The past two decades of endothelium-related research have altered our concepts of the function of this organ significantly. Endothelial cells (ECs) are metabolically active input–output sensors that detect and respond to mechanical and biochemical changes in the extracellular environment. Recent work has further promoted the concept that the endothelium can react to changes in dietary NaCl (also referred to as salt in this chapter) intake independently of blood pressure through changes in the extracellular milieu, particularly shear force. EC function appears to be a critical factor involved in the vascular response to changes in salt intake.

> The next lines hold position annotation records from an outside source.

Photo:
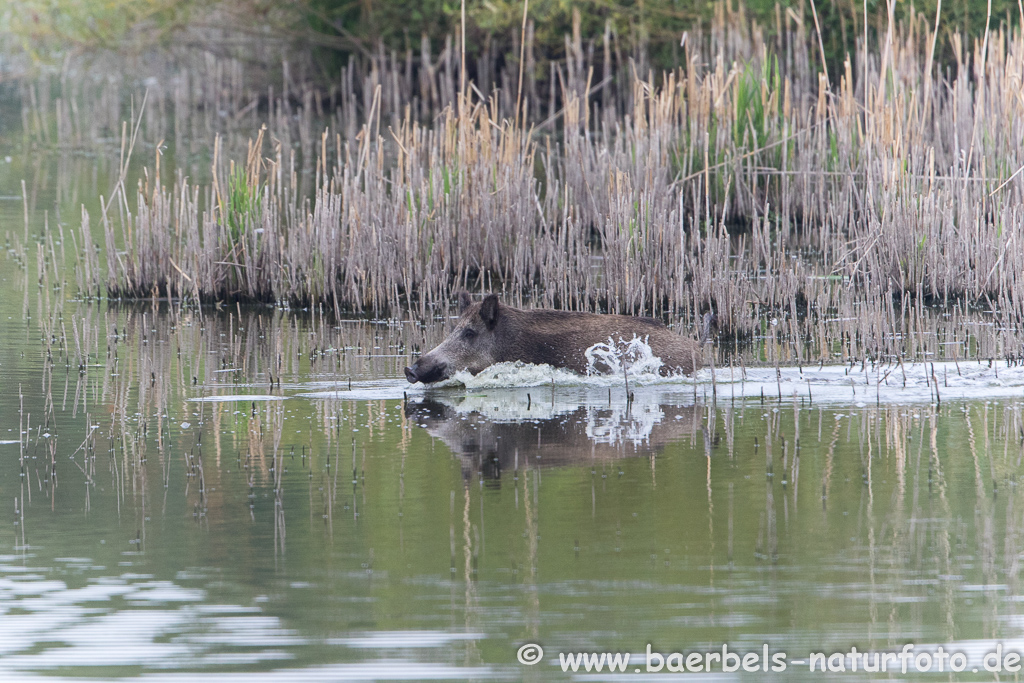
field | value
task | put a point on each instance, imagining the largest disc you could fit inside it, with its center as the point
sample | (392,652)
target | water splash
(611,357)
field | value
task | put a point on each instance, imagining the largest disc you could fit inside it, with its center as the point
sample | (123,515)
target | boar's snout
(426,372)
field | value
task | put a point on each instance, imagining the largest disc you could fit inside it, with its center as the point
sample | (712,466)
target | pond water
(251,493)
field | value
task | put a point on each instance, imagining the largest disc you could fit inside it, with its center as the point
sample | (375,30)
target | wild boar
(491,332)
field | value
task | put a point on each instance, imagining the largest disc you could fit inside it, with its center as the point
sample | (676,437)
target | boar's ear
(488,310)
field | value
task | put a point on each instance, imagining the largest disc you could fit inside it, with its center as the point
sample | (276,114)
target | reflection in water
(507,430)
(212,486)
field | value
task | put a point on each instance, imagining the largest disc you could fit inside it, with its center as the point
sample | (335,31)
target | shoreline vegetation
(839,205)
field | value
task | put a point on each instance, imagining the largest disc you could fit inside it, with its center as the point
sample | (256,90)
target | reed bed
(744,181)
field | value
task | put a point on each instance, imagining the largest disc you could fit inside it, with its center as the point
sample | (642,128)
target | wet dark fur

DIETARY SALT ALTERS ENDOTHELIAL CELL PRODUCTION OF TRANSFORMING GROWTH FACTOR-β AND NITRIC OXIDE

Initial studies examined the effect of salt intake on production of transforming growth factor (TGF)-β in the kidney. Expression of all three mammalian TGF-β family members – TGF-β1, β2, and β3 – increased in renal cortical tissue from rats fed a diet containing 8.0% NaCl (high salt), compared to tissue from rats maintained on a 0.3% NaCl (low salt) diet (1). Subsequent experiments focused on production of TGF-β1. Steady state mRNA levels and production of total and active TGF-β1 were increased in glomerular preparations (1) and aortic rings (2) from rats on the high-salt diet, compared to preparations from rats on the low-salt diet. Increased TGF-β1 levels were no longer detected when aortic ring preparations were denuded of their endothelium, demonstrating that the endothelium was the source of the TGF-β1. Immunohistochemical analyses of aorta from rats on the high-salt, but not low-salt, diet revealed increased nuclear accumulation of phosphorylated Smad2/3 in the EC lining (Figure 140.1A), suggesting that TGF-β1 is signaling in ECs.